We report the results of a comparative evaluation of the diagnostic capabilities of autofluorescence, diffuse reflectance,
and Raman spectroscopic approaches in differentiating the various types of breast tumors from normal breast tissues.
Optical spectra (n=293) were acquired ex-vivo from a total of 75 breast tissue samples belonging to six distinct
histopathologic categories: invasive ductal carcinoma, lobular carcinoma, ductal carcinoma in-situ, fibroadenoma, other
benign tumors, and normal breast tissue. Autofluorescence, diffuse reflectance, and Raman spectra were measured from
the same locations of a given tissue sample.
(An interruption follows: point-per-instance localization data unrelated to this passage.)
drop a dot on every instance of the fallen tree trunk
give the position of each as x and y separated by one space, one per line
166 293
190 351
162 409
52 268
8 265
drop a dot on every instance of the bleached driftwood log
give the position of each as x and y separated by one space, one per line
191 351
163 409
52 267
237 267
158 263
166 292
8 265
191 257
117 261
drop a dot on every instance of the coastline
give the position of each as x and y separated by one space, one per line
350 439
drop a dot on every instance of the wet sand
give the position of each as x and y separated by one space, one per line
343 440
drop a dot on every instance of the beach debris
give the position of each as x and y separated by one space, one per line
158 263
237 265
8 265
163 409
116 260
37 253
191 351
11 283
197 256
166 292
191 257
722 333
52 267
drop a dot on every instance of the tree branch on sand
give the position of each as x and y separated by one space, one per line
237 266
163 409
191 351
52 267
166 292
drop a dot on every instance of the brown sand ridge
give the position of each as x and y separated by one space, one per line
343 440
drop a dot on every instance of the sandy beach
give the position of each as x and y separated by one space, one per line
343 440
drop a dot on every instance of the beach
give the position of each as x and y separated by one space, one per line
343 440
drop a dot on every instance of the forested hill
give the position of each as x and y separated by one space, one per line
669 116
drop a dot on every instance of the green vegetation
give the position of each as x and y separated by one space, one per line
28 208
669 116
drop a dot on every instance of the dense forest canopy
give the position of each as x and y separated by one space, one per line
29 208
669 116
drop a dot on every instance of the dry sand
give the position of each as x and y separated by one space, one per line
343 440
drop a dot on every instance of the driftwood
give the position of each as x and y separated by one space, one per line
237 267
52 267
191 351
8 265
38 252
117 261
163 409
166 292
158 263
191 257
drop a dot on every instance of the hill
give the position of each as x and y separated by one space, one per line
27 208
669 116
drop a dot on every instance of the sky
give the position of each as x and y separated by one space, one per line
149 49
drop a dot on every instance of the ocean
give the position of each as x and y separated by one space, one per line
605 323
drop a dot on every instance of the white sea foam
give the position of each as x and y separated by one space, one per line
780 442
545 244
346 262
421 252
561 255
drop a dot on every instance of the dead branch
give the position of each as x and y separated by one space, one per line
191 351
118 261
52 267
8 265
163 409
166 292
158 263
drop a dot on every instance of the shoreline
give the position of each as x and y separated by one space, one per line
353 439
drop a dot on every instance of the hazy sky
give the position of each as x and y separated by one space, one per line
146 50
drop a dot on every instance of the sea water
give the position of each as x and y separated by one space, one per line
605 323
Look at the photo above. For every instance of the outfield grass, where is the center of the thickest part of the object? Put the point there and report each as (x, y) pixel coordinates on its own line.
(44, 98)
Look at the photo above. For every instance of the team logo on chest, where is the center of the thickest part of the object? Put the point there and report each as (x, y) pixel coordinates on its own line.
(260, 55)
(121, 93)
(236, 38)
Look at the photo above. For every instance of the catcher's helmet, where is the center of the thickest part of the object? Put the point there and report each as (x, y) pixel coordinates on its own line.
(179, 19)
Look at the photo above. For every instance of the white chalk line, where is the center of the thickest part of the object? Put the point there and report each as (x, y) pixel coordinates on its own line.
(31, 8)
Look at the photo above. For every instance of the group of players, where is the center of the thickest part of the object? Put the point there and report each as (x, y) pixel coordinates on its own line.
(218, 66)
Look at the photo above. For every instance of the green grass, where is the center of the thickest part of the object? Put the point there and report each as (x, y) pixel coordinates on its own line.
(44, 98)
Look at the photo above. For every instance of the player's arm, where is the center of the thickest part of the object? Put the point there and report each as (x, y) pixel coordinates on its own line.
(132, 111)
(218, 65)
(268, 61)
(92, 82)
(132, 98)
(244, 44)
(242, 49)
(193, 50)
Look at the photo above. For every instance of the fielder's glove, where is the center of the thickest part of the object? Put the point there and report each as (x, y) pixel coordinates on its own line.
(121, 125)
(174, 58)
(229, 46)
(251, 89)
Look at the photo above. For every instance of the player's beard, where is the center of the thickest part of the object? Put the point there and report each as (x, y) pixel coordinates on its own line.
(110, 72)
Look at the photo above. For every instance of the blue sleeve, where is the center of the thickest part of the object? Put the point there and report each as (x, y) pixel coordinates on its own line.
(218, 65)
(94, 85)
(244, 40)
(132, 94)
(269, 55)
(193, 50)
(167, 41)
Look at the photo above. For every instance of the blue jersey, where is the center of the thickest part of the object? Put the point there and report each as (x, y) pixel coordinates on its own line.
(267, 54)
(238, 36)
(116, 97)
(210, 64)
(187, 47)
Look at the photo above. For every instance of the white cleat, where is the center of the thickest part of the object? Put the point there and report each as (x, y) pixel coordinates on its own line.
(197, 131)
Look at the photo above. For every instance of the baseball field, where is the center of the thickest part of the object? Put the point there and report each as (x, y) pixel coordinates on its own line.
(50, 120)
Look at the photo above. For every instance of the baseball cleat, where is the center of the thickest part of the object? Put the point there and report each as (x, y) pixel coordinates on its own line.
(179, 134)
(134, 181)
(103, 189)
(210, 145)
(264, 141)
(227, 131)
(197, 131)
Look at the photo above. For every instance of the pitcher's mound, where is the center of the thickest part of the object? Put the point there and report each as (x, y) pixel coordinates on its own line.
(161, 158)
A probability based multivariate statistical algorithm capable of direct multiclass
classification was developed to analyze the diagnostic content of the optical spectra measured from the same set of
breast tissue sites with these different techniques. The algorithm uses the theory of nonlinear Maximum Representation
and Discrimination Feature (MRDF) for feature extraction, and the theory of Sparse Multinomial Logistic Regression
(SMLR) for classification. The results of discrimination analyses reveal that the performance of Raman spectroscopy is
superior to that of all others in classifying the breast tissues into respective histopathologic categories. The best
classification accuracy was observed to be ~96%, 86%, 94%, 98%, 85%, and 100% for invasive ductal carcinoma,
lobular carcinoma, ductal carcinoma in-situ, fibroadenoma, benign tumors and normal breast tissues, respectively, on the
basis of leave-one-out cross validation, with the overall accuracy being ~97%.